For the study, published today in Paleontology, the team digitally reconstructed the skull of an extinct species of marine crocodile and compared it to similar living species to gain new insights into the diet of ancient crocodiles and their role in ecosystems around 230 million years ago.
Modern crocodiles are known for their characteristic anatomy and apex predator role in semiaquatic ecosystems but their ancient ancestors, which lived side-by-side with the first dinosaurs in the Late Triassic period, were tiny land-dwellers that soon gave rise to a great diversity of forms.
One group, the thalattosuchians, went into the sea and became marine specialists. They had long, thin snouts, resembling that of the living gharial, which feeds on fish in rivers in India. An early member of this group, Pelagosaurus typus, inhabited shallow marine environments in what is now Europe during the Early Jurassic.
By looking at the different shapes of their skulls, scientists were able to work out what crocodiles were eating. As reported in the journal Palaeontology today, the biomechanical and macro-evolutionary approaches applied during this latest study show how ancient crocodiles came to occupy diverse and specialized ecological niches.
PhD student Antonio Ballell, from the University of Bristol’s School of Earth Sciences and lead author of the study, said: “We used up-to-date techniques to explore how the skull of these extinct crocodilians functioned and evolved. Our first aim was to compare how the skull stressed and strained under simulated feeding loads in Pelagosaurus compared to the living gharial and gain new understanding of how the extinct species fed.”
Using modern computational methods, coupled with 3D digital skull models obtained from CT scans of Pelagosaurus and the gharial, the research team was able to look for muscle scars in the fossils that mark where the muscles once attached to reconstruct the jaw-closing musculature.
This approach was coupled with finite element analysis, an engineering technique that predicts how biological structures behave under specific loading scenarios such as feeding loads.
Co-author, Dr Laura Porro from UCL Cell and Development Biology, said “Modern computational techniques allow palaeobiologists to ‘bring extinct species back to life’ and infer how they fed and lived from the anatomical information provided by fossils. Using CT scans, we are able to visualise internal areas of the skull and scars on the bones, indicating where muscles attached, that scientists had never observed before.
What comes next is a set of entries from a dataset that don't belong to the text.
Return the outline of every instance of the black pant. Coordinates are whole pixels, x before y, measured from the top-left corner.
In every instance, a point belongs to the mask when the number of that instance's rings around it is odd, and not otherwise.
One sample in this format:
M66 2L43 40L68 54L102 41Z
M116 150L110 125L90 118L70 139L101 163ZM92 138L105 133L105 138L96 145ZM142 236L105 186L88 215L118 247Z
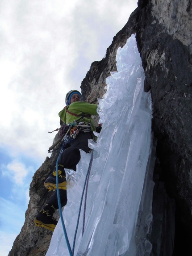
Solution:
M88 140L92 138L92 134L90 132L79 133L71 143L69 147L63 150L58 160L58 164L63 166L62 172L65 171L64 168L76 171L76 166L81 159L79 150L82 149L86 153L90 152L90 149L88 147ZM59 194L61 204L63 207L66 205L67 201L67 191L59 189ZM55 191L48 203L49 205L53 205L56 209L58 208L57 191Z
Engineering methods allowed us to test how the skull responds to biting, 230 million years after this animal’s last meal.”
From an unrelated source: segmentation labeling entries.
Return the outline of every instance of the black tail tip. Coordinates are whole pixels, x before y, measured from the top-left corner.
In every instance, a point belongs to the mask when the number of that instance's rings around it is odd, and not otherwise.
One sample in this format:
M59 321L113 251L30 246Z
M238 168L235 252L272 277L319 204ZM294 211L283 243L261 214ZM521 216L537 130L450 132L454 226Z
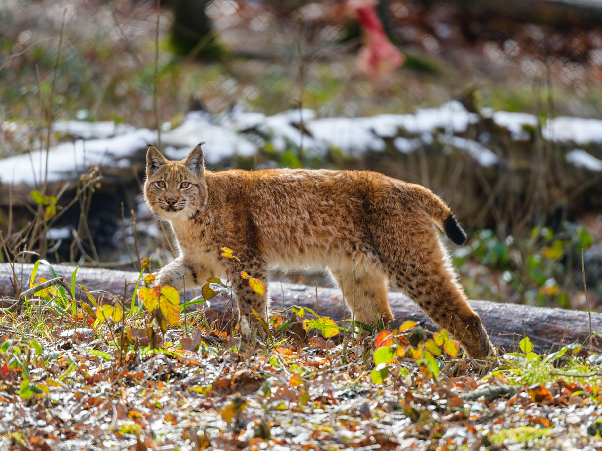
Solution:
M451 213L443 223L443 230L445 231L445 235L455 244L461 246L466 242L467 238L466 232L458 223L456 216Z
Their results show that the weaker jaw of Pelagosaurus might indicate that it specialized on softer and smaller prey than the modern gharial.
The team also analysed how fast feeding-related characters of the jaws evolved in a wide range of extinct crocodilian species. This showed that traits related to the long snouts of thalattosuchians evolved rapidly, suggesting that they occupied a very specific marine ecological niche soon after the origin of the lineage.
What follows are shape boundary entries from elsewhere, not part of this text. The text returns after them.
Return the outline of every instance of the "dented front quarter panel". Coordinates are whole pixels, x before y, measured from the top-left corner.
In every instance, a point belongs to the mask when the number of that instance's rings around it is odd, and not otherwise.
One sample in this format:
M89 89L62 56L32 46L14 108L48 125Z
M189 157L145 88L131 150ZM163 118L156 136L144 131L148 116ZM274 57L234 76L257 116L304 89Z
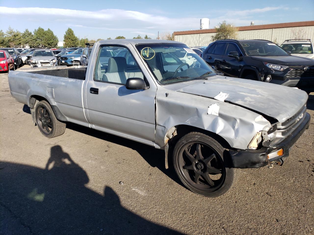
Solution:
M270 126L261 115L244 107L176 91L180 86L170 85L157 89L155 138L156 144L160 146L165 145L165 137L170 129L185 125L215 133L231 148L246 149L257 132ZM208 107L215 103L219 107L218 115L208 114Z

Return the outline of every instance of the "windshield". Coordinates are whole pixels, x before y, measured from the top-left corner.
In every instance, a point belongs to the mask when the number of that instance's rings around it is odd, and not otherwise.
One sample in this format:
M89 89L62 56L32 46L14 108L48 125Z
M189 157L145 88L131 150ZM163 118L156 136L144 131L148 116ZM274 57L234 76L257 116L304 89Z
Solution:
M184 44L140 44L136 48L156 78L162 84L204 79L211 74L216 75L205 61ZM177 56L183 54L186 54L184 58Z
M61 51L58 54L58 55L65 55L66 54L69 54L70 53L71 53L72 51L74 51L74 50L64 50L63 51Z
M248 55L271 56L289 55L280 47L271 42L257 40L254 42L241 42L240 44Z
M24 51L21 52L21 54L27 54L28 53L28 52L30 50L30 49L25 49Z
M73 52L72 53L73 54L81 54L83 53L83 50L84 49L85 49L84 48L78 48Z
M307 42L282 44L280 47L291 54L313 54L313 47L311 43Z
M35 51L33 57L36 56L53 56L53 54L50 50L37 50Z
Co-author Dr Benjamin Moon from the University of Bristol added: “Pelagosaurus and closely related species differ from other crocs in their slender lower jaws, and this helped their evolutionary success in the Early Jurassic, when marine ecosystems were still recovering from the devastating End-Triassic mass extinction.”
The study contributes to the increasing understanding of functional evolution of crocodylomorphs and the ecological dynamics of Mesozoic marine reptiles.
Antonio Ballell concluded: “Our findings highlight the spectacular diversity of feeding strategies present in extinct crocodile relatives and how this was important in the evolution and diversification of the group. We found that different lineages explored and conquered ecological niches in different ways.
“The evolutionary history of crocodiles was very complex and looking at it from a functional perspective is fundamental to understand it”.
The research was carried out as part of the MSc in Palaeobiology at University of Bristol and was funded by La Caixa Foundation, Spain, and the Natural Environment Research Council (NERC).